Bagi yang tidak mengerti arti syair yang dikumandangkan dalam Bahasa Bunaq, tentu merasa lucu, dan ganjil. Tapi mereka yang mengerti, makna syair-syair yang diucapkan sambil meratap itu sangat menyayat hati.
Inilah salah satu bentuk perpisahan, ungkapan selamat jalan bagi sang arwah. Salam pisah yang didengungkan secara puitis sambil isak tangis pilu.

Bahasa Yang Unik

Bahasa Bunaq sering ditulis Buna'. Bahasa yang satu ini memiliki keunikan tersendiri. Karena semua huruf vokal dalam Bahasa Indonesia ternyata memiliki arti tersendiri. Huruf "A" berarti "makan" (kata kerja), dapat juga berarti "nasi" (kata benda). "A a" artinya "makan nasi". "A a gie" artinya: (mau makan nasi).

Sedangkan "i" berarti menggigit engkau. Dengan mengucapkan sebuah huruf "i" saja orang Bunaq atau yang sering disebut juga orang Marae ini sudah mengungkapkan satu kalimat pendek "menggigit engkau". Misalnya: "zi i, ka?" Jika diterjemahkan ke dalam Bahasa Indonesia, kalimat itu berarti "ular gigit engkau, ka?" atau "i gie, ka?" (mau gigit engkau, ka?).

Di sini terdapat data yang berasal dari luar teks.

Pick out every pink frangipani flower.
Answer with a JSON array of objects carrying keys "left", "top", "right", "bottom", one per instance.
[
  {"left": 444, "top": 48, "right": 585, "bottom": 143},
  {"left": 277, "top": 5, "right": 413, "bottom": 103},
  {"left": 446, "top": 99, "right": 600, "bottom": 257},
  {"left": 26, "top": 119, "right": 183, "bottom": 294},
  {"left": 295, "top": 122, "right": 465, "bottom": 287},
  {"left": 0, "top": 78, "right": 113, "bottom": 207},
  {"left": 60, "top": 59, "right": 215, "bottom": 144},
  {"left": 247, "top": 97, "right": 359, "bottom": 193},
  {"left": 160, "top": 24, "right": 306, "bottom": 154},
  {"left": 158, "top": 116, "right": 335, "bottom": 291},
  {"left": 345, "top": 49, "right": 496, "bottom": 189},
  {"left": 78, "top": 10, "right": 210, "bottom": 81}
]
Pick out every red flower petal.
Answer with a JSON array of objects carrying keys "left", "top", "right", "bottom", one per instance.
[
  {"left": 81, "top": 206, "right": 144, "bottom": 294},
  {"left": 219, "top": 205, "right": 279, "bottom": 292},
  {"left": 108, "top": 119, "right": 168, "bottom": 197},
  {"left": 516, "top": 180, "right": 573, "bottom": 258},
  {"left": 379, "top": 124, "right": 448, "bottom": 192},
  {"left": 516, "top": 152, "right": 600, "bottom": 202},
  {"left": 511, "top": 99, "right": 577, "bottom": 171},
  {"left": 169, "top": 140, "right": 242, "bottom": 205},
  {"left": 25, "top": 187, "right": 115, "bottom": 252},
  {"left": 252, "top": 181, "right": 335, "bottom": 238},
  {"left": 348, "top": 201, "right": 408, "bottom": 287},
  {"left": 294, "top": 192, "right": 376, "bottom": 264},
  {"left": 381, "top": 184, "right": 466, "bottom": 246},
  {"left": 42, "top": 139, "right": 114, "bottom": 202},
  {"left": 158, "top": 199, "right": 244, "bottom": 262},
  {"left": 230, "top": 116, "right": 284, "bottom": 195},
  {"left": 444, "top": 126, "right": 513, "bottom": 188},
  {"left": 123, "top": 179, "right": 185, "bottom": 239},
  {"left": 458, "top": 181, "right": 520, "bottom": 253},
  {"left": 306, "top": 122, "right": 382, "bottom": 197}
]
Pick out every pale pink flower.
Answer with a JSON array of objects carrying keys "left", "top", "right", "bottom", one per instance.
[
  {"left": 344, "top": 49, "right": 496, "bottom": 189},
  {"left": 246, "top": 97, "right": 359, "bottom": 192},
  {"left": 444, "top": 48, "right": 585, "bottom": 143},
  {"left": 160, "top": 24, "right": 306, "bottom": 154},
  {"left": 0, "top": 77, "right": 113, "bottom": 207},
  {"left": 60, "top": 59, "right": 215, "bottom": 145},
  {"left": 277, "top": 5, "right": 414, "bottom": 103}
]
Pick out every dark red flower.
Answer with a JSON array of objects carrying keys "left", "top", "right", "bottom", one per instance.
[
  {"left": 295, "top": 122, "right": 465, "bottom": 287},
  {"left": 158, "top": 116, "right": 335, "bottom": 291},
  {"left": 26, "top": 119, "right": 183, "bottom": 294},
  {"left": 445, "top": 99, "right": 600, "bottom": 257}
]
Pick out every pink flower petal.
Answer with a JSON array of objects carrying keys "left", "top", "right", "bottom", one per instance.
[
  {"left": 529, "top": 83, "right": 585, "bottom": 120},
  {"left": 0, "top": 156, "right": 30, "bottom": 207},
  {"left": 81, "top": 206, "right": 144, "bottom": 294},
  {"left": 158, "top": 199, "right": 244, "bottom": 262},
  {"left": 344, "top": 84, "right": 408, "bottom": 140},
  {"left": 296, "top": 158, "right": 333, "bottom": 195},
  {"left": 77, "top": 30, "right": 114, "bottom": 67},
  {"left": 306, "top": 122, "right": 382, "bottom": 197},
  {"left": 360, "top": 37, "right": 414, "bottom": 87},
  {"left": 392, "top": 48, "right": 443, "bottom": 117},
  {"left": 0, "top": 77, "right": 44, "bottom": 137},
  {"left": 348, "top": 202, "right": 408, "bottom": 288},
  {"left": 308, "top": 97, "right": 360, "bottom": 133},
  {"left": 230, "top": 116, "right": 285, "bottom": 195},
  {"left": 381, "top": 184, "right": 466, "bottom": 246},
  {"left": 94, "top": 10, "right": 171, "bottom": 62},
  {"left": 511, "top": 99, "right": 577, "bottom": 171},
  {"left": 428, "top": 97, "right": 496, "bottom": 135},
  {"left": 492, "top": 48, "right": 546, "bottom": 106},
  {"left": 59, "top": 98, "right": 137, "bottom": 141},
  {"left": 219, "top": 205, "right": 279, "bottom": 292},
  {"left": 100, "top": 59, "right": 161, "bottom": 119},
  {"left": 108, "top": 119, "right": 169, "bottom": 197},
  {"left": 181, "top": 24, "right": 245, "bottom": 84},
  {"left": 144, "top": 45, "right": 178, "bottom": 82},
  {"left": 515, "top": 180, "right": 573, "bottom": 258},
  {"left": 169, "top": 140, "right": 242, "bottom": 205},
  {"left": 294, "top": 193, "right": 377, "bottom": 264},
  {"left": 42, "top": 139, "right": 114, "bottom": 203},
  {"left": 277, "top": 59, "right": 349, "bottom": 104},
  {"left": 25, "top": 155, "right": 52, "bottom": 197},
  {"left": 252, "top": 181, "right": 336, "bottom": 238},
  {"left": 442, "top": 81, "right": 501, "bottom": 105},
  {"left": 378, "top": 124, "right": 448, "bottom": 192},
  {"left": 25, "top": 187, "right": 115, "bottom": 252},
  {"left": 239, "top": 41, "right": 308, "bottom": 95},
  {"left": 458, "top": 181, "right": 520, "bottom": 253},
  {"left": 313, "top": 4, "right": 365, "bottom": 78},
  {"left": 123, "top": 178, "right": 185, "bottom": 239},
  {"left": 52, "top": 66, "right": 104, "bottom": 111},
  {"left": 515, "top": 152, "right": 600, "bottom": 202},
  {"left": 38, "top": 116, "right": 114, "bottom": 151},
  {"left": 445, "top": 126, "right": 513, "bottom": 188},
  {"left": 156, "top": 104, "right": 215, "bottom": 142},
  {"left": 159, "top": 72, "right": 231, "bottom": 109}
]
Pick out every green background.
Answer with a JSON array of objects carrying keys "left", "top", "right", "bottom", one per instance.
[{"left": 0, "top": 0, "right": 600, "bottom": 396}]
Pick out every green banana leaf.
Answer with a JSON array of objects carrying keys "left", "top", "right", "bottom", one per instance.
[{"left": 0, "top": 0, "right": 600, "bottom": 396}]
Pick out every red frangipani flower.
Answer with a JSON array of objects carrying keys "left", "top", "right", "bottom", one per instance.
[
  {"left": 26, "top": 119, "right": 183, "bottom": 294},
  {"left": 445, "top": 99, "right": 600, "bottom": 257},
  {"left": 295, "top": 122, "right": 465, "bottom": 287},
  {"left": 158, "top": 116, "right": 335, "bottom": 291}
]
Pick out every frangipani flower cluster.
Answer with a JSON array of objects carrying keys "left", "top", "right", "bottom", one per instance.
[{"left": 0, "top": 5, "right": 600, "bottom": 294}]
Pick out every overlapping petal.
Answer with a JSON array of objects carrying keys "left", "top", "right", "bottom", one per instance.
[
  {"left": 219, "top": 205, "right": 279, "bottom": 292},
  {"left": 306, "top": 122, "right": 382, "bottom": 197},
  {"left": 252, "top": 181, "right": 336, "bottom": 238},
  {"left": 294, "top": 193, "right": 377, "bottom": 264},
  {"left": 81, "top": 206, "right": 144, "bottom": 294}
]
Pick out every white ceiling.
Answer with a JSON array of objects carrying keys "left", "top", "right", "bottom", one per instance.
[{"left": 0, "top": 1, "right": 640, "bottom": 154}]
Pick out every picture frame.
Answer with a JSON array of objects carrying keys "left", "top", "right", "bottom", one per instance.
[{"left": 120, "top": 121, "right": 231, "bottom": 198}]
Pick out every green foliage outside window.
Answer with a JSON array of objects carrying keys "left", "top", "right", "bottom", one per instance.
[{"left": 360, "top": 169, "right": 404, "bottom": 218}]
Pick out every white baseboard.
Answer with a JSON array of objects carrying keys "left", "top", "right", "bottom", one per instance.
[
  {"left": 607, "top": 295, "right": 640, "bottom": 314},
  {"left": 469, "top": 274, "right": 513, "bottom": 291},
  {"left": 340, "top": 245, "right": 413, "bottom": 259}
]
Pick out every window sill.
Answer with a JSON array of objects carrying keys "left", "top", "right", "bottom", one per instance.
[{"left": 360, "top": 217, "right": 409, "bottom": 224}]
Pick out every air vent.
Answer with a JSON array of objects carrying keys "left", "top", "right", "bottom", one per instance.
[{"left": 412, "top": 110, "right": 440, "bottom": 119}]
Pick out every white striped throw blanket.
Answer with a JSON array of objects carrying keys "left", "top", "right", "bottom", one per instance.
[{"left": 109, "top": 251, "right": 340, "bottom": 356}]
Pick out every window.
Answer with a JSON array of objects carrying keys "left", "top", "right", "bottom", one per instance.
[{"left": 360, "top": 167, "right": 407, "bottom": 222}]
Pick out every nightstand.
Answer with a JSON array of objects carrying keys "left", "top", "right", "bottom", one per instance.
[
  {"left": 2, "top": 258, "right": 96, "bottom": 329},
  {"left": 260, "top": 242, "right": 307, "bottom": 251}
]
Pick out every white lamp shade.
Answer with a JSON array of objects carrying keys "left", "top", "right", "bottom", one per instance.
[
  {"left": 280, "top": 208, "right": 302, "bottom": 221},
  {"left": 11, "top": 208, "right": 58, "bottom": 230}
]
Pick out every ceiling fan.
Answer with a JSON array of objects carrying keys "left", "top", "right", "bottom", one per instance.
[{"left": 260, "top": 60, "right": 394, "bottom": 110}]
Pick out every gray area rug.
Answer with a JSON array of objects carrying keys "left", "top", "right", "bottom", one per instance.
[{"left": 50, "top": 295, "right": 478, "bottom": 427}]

Huruf "u" berarti rumput (kata benda), hidup (kata kerja). Jadi "u u" artinya rumput hidup. "Hotel u bais oa" (hotel=pohon, u=hidup, bais=banyak, oa=sudah". Jika diterjemahkan menjadi "sudah banyak pohon (yang) hidup". Ingat, bukan "pohon hidup banyak sudah". "u a" artinya makan rumput".

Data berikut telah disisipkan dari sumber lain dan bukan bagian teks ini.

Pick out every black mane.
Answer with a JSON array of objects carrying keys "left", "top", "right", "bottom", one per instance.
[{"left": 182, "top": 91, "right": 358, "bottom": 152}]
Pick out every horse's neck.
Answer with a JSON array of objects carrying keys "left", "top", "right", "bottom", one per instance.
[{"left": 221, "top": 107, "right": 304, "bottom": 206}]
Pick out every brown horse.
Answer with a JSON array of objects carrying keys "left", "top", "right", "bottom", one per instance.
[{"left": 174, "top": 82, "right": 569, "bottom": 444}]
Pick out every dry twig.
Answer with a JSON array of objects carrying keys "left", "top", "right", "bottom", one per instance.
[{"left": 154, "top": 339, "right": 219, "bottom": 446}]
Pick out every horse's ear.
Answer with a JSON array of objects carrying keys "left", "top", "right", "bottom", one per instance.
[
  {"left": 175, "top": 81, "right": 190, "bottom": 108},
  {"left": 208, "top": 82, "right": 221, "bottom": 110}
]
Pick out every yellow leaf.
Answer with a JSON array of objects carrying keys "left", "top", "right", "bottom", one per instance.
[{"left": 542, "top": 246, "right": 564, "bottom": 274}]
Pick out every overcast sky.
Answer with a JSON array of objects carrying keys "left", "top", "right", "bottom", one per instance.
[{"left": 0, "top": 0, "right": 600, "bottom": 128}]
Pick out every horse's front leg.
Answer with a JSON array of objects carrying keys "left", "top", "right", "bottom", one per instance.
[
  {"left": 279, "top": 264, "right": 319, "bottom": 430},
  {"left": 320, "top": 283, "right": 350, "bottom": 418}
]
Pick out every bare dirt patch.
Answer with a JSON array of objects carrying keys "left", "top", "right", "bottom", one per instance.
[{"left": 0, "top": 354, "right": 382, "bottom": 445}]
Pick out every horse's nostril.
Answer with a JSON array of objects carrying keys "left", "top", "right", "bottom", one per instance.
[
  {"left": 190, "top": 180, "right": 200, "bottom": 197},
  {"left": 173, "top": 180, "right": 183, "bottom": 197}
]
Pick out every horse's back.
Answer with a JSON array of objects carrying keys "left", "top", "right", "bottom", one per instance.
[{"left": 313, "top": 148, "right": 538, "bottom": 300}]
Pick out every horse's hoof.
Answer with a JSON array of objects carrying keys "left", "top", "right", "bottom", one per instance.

Huruf "e" berarti "garam". "E a" artinya "makan garam". "I e a" artinya "kita makan garam". "Neto e a" = saya makan garam.

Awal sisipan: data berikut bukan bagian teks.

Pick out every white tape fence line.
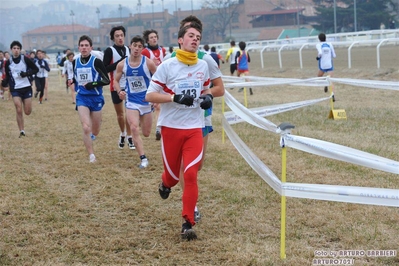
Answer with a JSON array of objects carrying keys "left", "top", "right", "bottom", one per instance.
[{"left": 222, "top": 77, "right": 399, "bottom": 207}]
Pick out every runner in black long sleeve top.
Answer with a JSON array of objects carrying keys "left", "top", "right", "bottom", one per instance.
[
  {"left": 103, "top": 26, "right": 135, "bottom": 150},
  {"left": 1, "top": 41, "right": 39, "bottom": 137}
]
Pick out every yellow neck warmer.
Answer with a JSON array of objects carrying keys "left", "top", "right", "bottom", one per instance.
[{"left": 176, "top": 49, "right": 198, "bottom": 66}]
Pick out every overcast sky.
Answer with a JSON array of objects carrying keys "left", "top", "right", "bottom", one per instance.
[{"left": 0, "top": 0, "right": 203, "bottom": 9}]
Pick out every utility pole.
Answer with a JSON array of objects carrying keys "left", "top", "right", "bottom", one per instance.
[
  {"left": 69, "top": 10, "right": 75, "bottom": 50},
  {"left": 334, "top": 0, "right": 337, "bottom": 33},
  {"left": 96, "top": 7, "right": 101, "bottom": 45},
  {"left": 118, "top": 4, "right": 123, "bottom": 24}
]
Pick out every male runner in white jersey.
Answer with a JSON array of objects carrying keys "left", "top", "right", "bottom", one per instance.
[
  {"left": 114, "top": 35, "right": 157, "bottom": 168},
  {"left": 316, "top": 33, "right": 336, "bottom": 101},
  {"left": 141, "top": 29, "right": 166, "bottom": 140},
  {"left": 103, "top": 26, "right": 135, "bottom": 150},
  {"left": 1, "top": 41, "right": 39, "bottom": 138},
  {"left": 170, "top": 15, "right": 224, "bottom": 222},
  {"left": 146, "top": 23, "right": 213, "bottom": 240}
]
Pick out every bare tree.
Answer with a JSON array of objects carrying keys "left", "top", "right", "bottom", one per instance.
[{"left": 202, "top": 0, "right": 242, "bottom": 40}]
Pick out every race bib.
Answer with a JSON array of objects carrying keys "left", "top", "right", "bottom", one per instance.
[
  {"left": 76, "top": 67, "right": 93, "bottom": 86},
  {"left": 127, "top": 76, "right": 147, "bottom": 93},
  {"left": 175, "top": 80, "right": 201, "bottom": 109}
]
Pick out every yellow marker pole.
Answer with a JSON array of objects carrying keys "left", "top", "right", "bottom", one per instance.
[
  {"left": 280, "top": 146, "right": 287, "bottom": 260},
  {"left": 222, "top": 96, "right": 225, "bottom": 143},
  {"left": 58, "top": 67, "right": 62, "bottom": 85},
  {"left": 327, "top": 75, "right": 334, "bottom": 111},
  {"left": 242, "top": 74, "right": 248, "bottom": 108}
]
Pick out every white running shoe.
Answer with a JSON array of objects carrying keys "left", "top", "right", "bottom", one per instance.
[
  {"left": 127, "top": 137, "right": 136, "bottom": 150},
  {"left": 139, "top": 158, "right": 148, "bottom": 168},
  {"left": 89, "top": 154, "right": 96, "bottom": 163}
]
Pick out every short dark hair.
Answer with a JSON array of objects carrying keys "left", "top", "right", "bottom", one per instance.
[
  {"left": 10, "top": 41, "right": 22, "bottom": 49},
  {"left": 130, "top": 35, "right": 144, "bottom": 46},
  {"left": 238, "top": 42, "right": 247, "bottom": 50},
  {"left": 78, "top": 35, "right": 93, "bottom": 47},
  {"left": 109, "top": 26, "right": 126, "bottom": 41},
  {"left": 177, "top": 22, "right": 202, "bottom": 38},
  {"left": 180, "top": 15, "right": 202, "bottom": 32},
  {"left": 143, "top": 29, "right": 158, "bottom": 43}
]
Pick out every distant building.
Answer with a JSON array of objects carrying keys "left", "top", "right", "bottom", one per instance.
[{"left": 23, "top": 0, "right": 322, "bottom": 50}]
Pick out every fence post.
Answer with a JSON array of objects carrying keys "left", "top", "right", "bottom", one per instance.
[{"left": 277, "top": 122, "right": 295, "bottom": 260}]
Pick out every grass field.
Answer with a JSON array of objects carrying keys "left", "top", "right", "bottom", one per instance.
[{"left": 0, "top": 46, "right": 399, "bottom": 266}]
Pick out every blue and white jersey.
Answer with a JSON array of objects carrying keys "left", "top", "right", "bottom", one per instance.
[
  {"left": 123, "top": 56, "right": 151, "bottom": 105},
  {"left": 316, "top": 42, "right": 336, "bottom": 72},
  {"left": 73, "top": 55, "right": 103, "bottom": 95},
  {"left": 9, "top": 55, "right": 31, "bottom": 90},
  {"left": 35, "top": 59, "right": 50, "bottom": 78}
]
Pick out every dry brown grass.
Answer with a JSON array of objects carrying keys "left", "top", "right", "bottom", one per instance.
[{"left": 0, "top": 47, "right": 399, "bottom": 265}]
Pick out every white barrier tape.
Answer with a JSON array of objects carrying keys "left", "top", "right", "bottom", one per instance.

Huruf "O" berarti "udang" (kata benda), "darahmu". Jadi kalau orang Bunaq mengatakan "O u" berarti "udang hidup". Atau "O sai bais" artinya "darahmu keluar banyak". Tapi bisa juga berarti "udang keluar banyak" tergantung dari konteks pembicaraan.

"I u e a" berarti kita yang hidup makan garam. 

Suku Bunaq di Belu

Suku Bunaq merupakan salah satu suku kecil yang menetap di Kecamatan Lamaknen, Kabupaten Belu di Pulau Timor, Propinsi Nusa Tenggara Timur (NTT), Indonesia. Wilayah Lamaknen berbatasan langsung dengan bekas Propinsi Timor-TIMUR (Tim-tim) kala masih merupakan bagian integral dari negara kesatuan Indonesia. Namun hasil jajak pendapat 1999 silam, sejumlah besar warga itu memilih untuk berpisah dari Indonesia, dan kini telah menjadi sebuah negara baru tetangga Indonesia, yakni Timor Leste. Suku Bunaq dengan bahasa Bunaq atau sering disebut Marae ini tersebar juga di beberapa daerah lain seperti di wilayah Kecamatan Raihat di Desa Aitoun, juga wilayah Kecamatan Kobalima, di bagian selatan wilayah Belu. Sedangkan lainnya berada di wilayah barat Timor Leste, yakni wilayah yang berbatasan dengan Kecamatan Lamaknen. Baik dari segi bahasa harian maupun dalam kebiasaan adat setempat, orang Bunaq memiliki banyak keunikan yang membedakan mereka dari suku-suku lain di Belu. Dalam hal bahasa, misalnya, struktur kalimat sangat khas dengan susunan atau pola kalimat yang terbalik dibandingkan dengan pola kalimat Bahasa Indonesia. Dan sejumlah informasi menarik lainnya akan ditampilkan di web ini. Menyadari keterbatasan dalam menyediakan kisah-kisah unik tentang suku ini, dengan rendah hati kami menghimbau dan mengajak pembaca budiman yang memiliki sumber informasi tentang Suku Bunaq-Lamaknen agar turut berperan serta dalam kisah unik dari udik Bunaq.
Sekedar tambahan informasi, blog ini baru dimulai pada Sabtu, 07 Desember 2007 di Atambua, Belu, Pulau Timor, NTT. Dari segala keterbatasan inilah kita sama berpijak, tetapi lebih banyak menoleh ke masa lalu orang Bunaq dan merefleksikan suka-duka hidup saat ini kiranya dapat menentukan masa depan Bunaq yang diharapkan bersama.